# Possible new siggy



## Thorlifter (Oct 26, 2014)

I've been completely bored today so I started to mess around with maybe a new siggy. Do you guys like something like this or the one I have better? Or they all suck and do something different?


----------



## Wurger (Oct 26, 2014)

I like the second one. The Corsair in the first one is almost unnoticed. Letters of your nick are a litlle bit too small there as well.


----------



## vikingBerserker (Oct 26, 2014)

Yea, I like the 2nd one as well.


----------



## Gnomey (Oct 26, 2014)

2nd one as well but I prefer the one you have currently...


----------



## N4521U (Oct 26, 2014)

Bottom one furshur!


----------



## Njaco (Oct 27, 2014)

Second one.
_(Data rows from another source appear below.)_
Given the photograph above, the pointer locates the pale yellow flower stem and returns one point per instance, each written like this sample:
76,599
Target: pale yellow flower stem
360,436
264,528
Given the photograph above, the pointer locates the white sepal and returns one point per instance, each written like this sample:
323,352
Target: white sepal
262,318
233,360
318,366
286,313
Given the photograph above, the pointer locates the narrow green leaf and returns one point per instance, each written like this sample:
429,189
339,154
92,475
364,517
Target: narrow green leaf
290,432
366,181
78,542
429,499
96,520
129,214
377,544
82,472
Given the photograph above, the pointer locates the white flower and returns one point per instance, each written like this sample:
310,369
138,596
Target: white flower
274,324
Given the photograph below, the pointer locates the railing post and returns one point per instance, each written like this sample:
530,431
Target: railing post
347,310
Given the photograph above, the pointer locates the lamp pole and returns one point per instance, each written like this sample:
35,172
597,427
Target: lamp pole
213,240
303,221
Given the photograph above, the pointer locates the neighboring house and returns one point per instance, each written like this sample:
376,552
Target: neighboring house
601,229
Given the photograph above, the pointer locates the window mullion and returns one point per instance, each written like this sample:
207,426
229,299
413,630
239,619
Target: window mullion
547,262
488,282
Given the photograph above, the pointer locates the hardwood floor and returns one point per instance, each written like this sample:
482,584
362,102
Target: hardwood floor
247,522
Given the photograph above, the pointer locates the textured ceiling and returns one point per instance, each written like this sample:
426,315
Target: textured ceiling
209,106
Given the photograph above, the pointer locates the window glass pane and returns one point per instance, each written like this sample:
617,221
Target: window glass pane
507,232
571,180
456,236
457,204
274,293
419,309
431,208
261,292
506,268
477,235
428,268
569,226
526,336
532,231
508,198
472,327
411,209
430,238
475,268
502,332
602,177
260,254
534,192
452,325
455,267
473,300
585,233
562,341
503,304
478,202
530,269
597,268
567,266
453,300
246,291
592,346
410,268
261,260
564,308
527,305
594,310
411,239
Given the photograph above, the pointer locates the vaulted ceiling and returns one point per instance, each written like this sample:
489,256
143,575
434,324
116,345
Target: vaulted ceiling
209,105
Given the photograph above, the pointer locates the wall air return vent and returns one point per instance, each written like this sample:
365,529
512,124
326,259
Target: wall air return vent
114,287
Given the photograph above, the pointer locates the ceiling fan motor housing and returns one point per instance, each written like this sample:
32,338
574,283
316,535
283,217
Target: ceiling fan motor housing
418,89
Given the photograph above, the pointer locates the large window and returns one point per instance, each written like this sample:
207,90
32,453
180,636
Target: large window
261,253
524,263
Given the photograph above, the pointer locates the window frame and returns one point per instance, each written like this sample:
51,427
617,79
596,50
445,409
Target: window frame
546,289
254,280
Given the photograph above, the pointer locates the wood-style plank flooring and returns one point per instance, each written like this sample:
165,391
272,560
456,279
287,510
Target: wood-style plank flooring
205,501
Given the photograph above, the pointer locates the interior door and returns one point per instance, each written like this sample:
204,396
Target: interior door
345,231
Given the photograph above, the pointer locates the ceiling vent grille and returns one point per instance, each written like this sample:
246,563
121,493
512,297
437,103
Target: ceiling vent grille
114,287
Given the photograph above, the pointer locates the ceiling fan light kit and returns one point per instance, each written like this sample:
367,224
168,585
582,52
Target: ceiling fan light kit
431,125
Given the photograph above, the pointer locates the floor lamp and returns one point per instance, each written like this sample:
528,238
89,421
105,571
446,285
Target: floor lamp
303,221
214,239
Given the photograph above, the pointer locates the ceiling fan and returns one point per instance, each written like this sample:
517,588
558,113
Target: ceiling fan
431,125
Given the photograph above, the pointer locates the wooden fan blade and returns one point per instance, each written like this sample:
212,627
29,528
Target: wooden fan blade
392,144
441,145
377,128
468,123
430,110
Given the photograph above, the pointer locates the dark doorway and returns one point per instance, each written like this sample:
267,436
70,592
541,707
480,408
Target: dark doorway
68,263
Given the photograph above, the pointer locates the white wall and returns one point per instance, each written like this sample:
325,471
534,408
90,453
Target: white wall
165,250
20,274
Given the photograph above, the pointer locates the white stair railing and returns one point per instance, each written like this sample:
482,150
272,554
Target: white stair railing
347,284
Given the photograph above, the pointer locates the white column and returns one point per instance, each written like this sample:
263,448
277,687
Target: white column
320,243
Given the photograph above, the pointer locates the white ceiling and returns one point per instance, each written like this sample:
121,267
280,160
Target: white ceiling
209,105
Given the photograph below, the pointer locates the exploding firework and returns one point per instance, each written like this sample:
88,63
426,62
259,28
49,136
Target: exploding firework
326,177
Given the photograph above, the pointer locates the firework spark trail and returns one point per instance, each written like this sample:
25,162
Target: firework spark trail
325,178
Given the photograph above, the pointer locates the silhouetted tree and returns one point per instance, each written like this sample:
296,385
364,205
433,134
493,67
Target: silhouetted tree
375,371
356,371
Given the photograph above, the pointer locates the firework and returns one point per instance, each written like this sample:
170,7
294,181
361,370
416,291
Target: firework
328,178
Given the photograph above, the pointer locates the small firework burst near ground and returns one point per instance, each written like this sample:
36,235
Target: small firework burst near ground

Maybe put a small line profile of a F4U in that gold clamshell in the bottom middle.


----------



## Vic Balshaw (Oct 27, 2014)

Like the second one as well, all the scroll kind of reminds me of the old time music halls or saloons billboards out west.


----------



## Marcel (Oct 27, 2014)

Well, I'll be different, choosing the first one, but you'll have to change the perspective. The upper wing should be behind the border and the lower one must be visible over the lower border. Now it looks like something mr Escher would have drawn.


----------



## N4521U (Oct 27, 2014)

I agree with the above, If you intend to use the Corsair.
Additionally I would Lighten the intensity of the flag to contrast with the plane and make it and the name more visible.


----------